To assess the levels of talent in nurses could help the organizations to know the deficiency in the nurses’ characteristics and could give an idea of how and about what to educate these nurses to elevate their levels to high level of talent. The application of talent assessment during the external recruitment period may assist the administrators to select the top level expatriate nurses for the benefits of the patients and healthcare organizations. In research, working on a new concept such as talent in nursing could stimulate others to start searching for all the other aspects of talent within nursing. In addition, researchers may start to correlate different variables to talent in order to investigate these relationships.

Recommendations

Talent is a new and fertile concept in the world of scientific nursing research. The study findings pave the way for additional studies, which are required to discover the holistic picture of talented nurses’ presence in the healthcare settings and the benefits they bring.

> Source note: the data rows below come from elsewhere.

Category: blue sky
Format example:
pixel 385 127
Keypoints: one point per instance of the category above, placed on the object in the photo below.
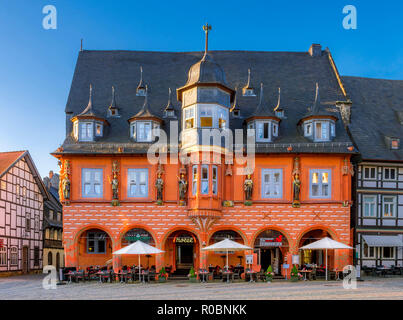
pixel 37 65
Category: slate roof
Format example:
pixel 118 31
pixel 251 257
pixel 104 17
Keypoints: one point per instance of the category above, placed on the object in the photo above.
pixel 295 72
pixel 376 105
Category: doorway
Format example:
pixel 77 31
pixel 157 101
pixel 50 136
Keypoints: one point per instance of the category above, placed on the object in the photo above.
pixel 25 259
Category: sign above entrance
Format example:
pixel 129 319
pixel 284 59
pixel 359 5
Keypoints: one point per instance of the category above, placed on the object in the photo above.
pixel 184 239
pixel 271 242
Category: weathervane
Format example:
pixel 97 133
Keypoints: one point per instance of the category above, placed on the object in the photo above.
pixel 206 29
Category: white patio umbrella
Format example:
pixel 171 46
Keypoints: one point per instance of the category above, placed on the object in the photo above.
pixel 325 244
pixel 227 245
pixel 139 248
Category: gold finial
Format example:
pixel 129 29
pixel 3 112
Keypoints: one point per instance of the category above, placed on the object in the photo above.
pixel 206 29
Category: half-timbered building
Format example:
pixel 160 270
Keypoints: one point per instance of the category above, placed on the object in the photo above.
pixel 377 129
pixel 22 195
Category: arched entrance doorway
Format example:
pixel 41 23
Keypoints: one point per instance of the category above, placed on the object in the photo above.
pixel 94 248
pixel 313 257
pixel 182 252
pixel 131 236
pixel 218 258
pixel 271 246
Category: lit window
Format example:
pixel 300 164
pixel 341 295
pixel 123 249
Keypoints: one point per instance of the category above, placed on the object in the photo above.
pixel 138 183
pixel 369 173
pixel 194 180
pixel 204 180
pixel 320 184
pixel 206 117
pixel 92 183
pixel 96 242
pixel 369 206
pixel 189 118
pixel 389 173
pixel 214 180
pixel 98 129
pixel 262 131
pixel 14 256
pixel 86 131
pixel 368 252
pixel 272 183
pixel 388 252
pixel 3 256
pixel 143 133
pixel 389 206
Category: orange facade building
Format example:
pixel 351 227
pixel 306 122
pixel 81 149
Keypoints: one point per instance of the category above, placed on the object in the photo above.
pixel 301 175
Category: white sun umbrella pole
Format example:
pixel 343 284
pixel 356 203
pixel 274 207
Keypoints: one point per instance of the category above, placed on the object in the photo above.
pixel 227 245
pixel 325 244
pixel 139 248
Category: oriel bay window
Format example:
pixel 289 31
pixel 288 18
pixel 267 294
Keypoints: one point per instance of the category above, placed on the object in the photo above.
pixel 320 184
pixel 137 186
pixel 208 182
pixel 92 183
pixel 272 183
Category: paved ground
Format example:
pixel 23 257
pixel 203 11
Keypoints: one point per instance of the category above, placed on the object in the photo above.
pixel 30 287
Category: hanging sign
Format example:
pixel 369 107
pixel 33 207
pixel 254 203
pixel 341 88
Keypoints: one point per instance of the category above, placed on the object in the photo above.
pixel 271 242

The results of the current study propose that it may be essential to replicate this study with different wards/units, with large and randomized samples from different nationalities or in different countries.

Conclusion

The finding revealed that about two-thirds of the participating nurses were highly-talented nurses. One way to assess talent in nursing is by assessing the competence, the commitment, and the contribution of the nurses. All the highly-talented and the low-talented nurses were having approximately similar personal characteristics such as age, marital status, educational attainment, and GPA. The hospital administrators may enhance the performance of these to reach high- talent level by starting continuous and focused practice and training sessions.